Now, some have pointed out that many Western companies did business with the Nazi regime in the 1930s, including Ford and GMC, and IBM also contributed significantly to the American war effort. The point here is not to condemn IBM, but to ask aloud whether morality has a role to play in the business world. Do business leaders have moral obligations? (To the public? To their customers? To their shareholders?) Morality is distinct from ethics; ethics is a mutually-derived code of conduct (sometimes reinforced by regulations); morality is an internal system of values and principles about (admittedly subjective) notions of right and wrong.

But while subjective, as the IBM example shows, business decisions can have consequences. Coca-Cola CEO J. Paul Austin famously threatened to move his headquarters from Atlanta in 1964 if the city refused to honor Martin Luther King, Jr. Still, some like Geoffrey Wheatcroft reject any notion of morality in business: "A hypodermic syringe can be used to inject cyanide or penicillin. It is not an independent moral agent."(2001) But Adam Smith himself considered morality central to free markets—his two other books were on morality. One of my economics professors asserted that while marginal analysis—the crux of all economic analysis—can sometimes justify things like child labor and slavery, that doesn't mean we should do them. Moral dilemmas are a real challenge for companies. Just ask Mark Zuckerberg, who is now facing a popular and potentially legal backlash in both the US and the EU over just what Cambridge Analytica did with Facebook data.

This brings us to another question: If morality is a concern for the business world, then what role do consultants have? There are reams of materials published on the consulting profession and ethics, but little on morality.
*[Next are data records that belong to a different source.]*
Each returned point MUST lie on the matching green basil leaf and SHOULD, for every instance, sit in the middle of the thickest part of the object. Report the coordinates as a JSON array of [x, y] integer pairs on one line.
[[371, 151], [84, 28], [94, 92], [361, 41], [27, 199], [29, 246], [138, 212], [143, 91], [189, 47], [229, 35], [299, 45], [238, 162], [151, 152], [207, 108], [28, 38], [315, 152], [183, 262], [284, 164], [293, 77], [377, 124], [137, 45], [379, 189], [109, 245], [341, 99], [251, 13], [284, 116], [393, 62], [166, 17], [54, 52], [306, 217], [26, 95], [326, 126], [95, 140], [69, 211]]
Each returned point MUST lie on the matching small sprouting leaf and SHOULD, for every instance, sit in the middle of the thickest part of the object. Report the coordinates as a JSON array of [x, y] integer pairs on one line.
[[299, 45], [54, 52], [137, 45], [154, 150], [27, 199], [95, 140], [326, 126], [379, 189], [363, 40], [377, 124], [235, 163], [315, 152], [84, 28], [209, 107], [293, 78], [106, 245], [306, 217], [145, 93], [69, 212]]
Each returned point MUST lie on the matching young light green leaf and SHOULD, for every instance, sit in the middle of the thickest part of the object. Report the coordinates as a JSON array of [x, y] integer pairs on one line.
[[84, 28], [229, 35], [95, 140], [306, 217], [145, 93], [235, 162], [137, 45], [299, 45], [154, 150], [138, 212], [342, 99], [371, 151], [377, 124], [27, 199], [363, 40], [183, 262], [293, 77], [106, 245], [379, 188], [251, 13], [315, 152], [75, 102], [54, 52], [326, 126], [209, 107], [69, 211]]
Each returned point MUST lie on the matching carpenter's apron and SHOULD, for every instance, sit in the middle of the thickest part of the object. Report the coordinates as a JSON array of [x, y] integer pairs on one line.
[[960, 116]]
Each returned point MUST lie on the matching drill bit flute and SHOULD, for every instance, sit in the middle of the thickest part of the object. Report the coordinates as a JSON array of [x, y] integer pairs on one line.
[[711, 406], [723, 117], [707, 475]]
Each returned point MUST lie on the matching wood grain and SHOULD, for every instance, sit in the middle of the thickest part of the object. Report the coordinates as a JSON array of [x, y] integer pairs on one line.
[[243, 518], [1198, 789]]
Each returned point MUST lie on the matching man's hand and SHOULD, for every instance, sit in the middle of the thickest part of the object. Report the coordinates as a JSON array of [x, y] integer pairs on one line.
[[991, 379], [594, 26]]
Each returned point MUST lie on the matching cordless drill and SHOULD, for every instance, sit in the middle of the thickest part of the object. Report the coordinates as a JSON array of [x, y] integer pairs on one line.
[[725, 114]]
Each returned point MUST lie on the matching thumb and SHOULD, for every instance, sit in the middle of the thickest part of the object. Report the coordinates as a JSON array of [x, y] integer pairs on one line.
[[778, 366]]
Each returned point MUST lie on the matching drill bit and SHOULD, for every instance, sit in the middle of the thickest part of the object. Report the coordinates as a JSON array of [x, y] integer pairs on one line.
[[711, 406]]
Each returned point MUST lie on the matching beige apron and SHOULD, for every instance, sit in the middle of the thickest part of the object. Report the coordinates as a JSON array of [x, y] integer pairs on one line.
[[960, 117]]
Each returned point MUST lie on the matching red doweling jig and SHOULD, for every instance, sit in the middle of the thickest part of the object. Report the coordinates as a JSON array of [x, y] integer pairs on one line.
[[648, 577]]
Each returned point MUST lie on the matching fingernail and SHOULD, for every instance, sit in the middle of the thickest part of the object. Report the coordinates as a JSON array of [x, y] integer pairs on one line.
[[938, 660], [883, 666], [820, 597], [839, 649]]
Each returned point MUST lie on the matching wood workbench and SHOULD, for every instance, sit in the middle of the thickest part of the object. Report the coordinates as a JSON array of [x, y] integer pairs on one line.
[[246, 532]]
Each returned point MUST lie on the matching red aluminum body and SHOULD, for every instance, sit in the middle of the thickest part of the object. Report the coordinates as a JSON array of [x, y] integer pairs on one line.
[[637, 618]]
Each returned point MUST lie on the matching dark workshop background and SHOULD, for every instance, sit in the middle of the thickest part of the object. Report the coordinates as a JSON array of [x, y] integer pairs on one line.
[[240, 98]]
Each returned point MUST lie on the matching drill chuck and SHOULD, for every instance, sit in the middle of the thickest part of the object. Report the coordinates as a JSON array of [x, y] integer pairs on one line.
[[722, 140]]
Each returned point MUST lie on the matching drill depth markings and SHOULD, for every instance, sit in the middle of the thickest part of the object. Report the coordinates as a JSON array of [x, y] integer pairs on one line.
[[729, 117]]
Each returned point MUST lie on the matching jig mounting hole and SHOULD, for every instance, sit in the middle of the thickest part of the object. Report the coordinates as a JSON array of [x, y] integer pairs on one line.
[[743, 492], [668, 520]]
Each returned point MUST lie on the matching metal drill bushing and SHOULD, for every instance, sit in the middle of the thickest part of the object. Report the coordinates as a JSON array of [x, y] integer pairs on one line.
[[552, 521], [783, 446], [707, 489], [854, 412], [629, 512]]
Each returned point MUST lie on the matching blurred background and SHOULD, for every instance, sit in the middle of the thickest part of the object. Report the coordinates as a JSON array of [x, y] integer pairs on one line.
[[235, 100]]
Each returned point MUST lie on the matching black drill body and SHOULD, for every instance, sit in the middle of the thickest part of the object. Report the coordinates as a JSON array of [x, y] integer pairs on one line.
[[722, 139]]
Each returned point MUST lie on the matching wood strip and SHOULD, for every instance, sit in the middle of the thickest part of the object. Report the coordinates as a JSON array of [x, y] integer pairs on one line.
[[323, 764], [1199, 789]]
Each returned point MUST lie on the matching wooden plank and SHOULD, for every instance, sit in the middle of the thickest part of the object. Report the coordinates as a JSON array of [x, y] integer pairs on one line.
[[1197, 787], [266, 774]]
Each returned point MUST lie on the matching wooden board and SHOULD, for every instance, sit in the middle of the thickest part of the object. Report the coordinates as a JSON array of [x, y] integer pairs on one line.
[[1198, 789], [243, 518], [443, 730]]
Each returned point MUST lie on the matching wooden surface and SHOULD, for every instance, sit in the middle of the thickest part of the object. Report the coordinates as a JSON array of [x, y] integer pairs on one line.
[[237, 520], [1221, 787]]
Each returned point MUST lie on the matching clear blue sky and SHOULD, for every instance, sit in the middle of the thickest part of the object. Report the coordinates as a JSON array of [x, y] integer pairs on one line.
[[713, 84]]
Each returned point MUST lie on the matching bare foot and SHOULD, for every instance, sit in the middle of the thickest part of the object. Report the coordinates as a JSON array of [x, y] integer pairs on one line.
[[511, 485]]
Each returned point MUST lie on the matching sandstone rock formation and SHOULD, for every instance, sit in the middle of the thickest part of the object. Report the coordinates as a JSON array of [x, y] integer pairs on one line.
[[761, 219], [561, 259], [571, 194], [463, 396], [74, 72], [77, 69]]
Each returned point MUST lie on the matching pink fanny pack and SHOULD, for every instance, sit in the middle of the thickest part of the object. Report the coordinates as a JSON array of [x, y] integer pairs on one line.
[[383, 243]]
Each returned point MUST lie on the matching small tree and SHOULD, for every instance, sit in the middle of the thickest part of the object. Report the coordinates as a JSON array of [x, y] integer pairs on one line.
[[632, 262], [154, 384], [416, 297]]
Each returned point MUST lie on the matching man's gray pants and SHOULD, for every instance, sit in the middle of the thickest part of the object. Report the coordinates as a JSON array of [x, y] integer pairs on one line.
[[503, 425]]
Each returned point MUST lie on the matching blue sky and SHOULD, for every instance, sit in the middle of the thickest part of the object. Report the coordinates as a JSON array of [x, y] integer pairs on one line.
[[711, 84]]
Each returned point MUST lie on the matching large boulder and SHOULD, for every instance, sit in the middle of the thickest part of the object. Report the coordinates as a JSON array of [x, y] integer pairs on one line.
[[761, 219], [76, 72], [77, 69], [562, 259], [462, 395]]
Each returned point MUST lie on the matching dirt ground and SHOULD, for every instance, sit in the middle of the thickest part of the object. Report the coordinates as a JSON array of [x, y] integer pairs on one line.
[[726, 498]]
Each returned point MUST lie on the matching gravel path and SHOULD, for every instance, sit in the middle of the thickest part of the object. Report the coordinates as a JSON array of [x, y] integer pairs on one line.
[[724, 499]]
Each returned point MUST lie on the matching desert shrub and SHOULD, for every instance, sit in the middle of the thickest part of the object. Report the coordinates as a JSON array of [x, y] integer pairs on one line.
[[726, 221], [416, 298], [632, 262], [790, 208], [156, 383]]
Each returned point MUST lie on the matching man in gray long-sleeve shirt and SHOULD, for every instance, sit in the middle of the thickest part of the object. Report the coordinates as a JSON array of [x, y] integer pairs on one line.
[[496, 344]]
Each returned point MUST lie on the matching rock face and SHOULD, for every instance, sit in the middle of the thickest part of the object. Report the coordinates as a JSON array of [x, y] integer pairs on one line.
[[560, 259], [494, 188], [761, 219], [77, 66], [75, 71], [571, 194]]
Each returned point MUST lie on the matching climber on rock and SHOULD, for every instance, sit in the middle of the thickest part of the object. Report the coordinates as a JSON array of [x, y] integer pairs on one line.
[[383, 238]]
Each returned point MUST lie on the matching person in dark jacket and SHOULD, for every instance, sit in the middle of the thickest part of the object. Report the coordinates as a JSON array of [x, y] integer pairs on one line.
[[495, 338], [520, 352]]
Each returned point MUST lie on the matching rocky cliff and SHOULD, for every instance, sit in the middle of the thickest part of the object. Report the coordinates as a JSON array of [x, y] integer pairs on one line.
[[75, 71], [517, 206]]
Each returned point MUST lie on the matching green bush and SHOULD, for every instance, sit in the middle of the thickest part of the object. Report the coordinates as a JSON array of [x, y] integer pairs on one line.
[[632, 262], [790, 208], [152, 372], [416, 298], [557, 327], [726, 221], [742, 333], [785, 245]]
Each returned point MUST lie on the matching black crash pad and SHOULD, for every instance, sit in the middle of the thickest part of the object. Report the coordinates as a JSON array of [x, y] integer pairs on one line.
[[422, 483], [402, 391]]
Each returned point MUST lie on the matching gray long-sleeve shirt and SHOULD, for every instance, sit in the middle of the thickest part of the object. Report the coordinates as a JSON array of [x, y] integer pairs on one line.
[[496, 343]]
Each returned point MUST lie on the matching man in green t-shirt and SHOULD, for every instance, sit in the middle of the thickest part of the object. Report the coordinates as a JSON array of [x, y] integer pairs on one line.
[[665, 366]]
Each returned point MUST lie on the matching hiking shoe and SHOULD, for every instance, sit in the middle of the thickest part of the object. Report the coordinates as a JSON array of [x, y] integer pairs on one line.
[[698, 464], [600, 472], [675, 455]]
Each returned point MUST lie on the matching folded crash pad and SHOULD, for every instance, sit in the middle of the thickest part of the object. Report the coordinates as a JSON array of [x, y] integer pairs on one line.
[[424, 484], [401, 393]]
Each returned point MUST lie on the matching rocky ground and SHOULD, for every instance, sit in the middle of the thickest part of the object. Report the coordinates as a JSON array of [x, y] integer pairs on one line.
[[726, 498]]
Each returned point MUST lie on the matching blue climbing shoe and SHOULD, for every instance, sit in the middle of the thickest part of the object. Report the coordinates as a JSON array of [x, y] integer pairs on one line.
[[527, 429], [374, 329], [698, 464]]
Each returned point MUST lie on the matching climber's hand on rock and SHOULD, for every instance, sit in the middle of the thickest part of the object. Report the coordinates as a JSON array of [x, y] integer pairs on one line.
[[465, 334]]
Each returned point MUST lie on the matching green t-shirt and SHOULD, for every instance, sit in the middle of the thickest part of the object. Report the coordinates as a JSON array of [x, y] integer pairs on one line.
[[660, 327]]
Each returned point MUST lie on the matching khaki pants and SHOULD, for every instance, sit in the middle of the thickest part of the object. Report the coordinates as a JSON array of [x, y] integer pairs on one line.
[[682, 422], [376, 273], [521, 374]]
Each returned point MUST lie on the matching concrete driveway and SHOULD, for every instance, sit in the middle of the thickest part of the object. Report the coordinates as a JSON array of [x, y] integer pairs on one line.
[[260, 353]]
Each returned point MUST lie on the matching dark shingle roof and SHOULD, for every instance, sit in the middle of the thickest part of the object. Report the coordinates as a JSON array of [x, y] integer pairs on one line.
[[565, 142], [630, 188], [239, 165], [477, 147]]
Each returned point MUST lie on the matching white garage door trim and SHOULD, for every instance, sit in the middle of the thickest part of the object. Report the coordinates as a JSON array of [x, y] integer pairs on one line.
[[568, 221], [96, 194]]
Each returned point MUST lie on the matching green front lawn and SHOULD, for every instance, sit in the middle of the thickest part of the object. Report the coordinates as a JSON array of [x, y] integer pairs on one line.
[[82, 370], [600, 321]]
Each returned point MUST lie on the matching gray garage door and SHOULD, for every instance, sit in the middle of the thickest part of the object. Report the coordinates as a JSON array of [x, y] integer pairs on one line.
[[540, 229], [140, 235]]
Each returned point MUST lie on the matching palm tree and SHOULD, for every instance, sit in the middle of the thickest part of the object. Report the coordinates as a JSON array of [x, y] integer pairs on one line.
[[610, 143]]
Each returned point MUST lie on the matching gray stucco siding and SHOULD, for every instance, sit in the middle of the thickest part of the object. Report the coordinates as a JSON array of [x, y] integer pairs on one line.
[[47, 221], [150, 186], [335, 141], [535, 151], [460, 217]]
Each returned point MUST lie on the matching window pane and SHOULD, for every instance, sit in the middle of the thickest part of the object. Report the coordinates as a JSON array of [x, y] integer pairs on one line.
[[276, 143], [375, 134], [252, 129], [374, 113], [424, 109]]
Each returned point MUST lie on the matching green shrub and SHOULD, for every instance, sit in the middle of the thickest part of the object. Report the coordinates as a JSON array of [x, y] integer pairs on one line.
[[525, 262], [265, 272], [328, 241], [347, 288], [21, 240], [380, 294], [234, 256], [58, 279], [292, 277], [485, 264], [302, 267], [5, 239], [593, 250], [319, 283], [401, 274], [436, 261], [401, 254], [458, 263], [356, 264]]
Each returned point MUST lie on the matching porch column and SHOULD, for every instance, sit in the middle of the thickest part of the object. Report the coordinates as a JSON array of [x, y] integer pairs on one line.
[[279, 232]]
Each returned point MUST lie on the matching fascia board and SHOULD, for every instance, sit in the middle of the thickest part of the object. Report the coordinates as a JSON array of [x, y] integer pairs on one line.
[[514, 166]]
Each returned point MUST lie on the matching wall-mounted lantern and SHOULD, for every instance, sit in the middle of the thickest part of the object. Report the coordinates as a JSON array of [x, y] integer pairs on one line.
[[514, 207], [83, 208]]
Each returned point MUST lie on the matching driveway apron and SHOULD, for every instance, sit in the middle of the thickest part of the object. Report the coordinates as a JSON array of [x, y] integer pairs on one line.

What sort of moral obligations do consultants have when they work for dictators or authoritarian regimes? What about clients that deal in hazardous materials? (Think Union Carbide in Bhopal, India in 1984.) What about international arms manufacturers and dealers?

But those are just extreme examples. What about when a large corporate client just won't take the steps necessary to address their problems? Most consultants I've spoken with claim they would walk away in that case, but the evidence suggests that at least some are still happy to continue taking money from these clients despite their refusal to change. There is the reality that some corporations have years, sometimes decades-long relationships with leading consulting firms—but still fail.

None of this is black and white. Morality never is. Business engagement played a role in encouraging reform-minded elements in some Eastern European dictatorships to dump the communist regimes in 1989, for instance. And I've met consultants who are very passionate about what they do, every bit as committed to changing the world as any NGO activist. But how much, if at all, does morality impact the decisions consultants make? They are uniquely placed to influence the business world. How often do they raise not just legal and ethical questions with clients—the stuff that can get them sued or arrested—but moral issues?

One of the themes to arise from the wreckage of 2009 is the notion of customer-centricity. At its simplest it's about listening to customers and giving them what they really want, the way they want, affordably. Consultants have played an important role (along with customers themselves) in driving these themes, helping corporate clients better understand customer segments and customer life cycles, for instance. At some point, as consultants help their clients build trust with their customers, shouldn't moral considerations be on the checklist?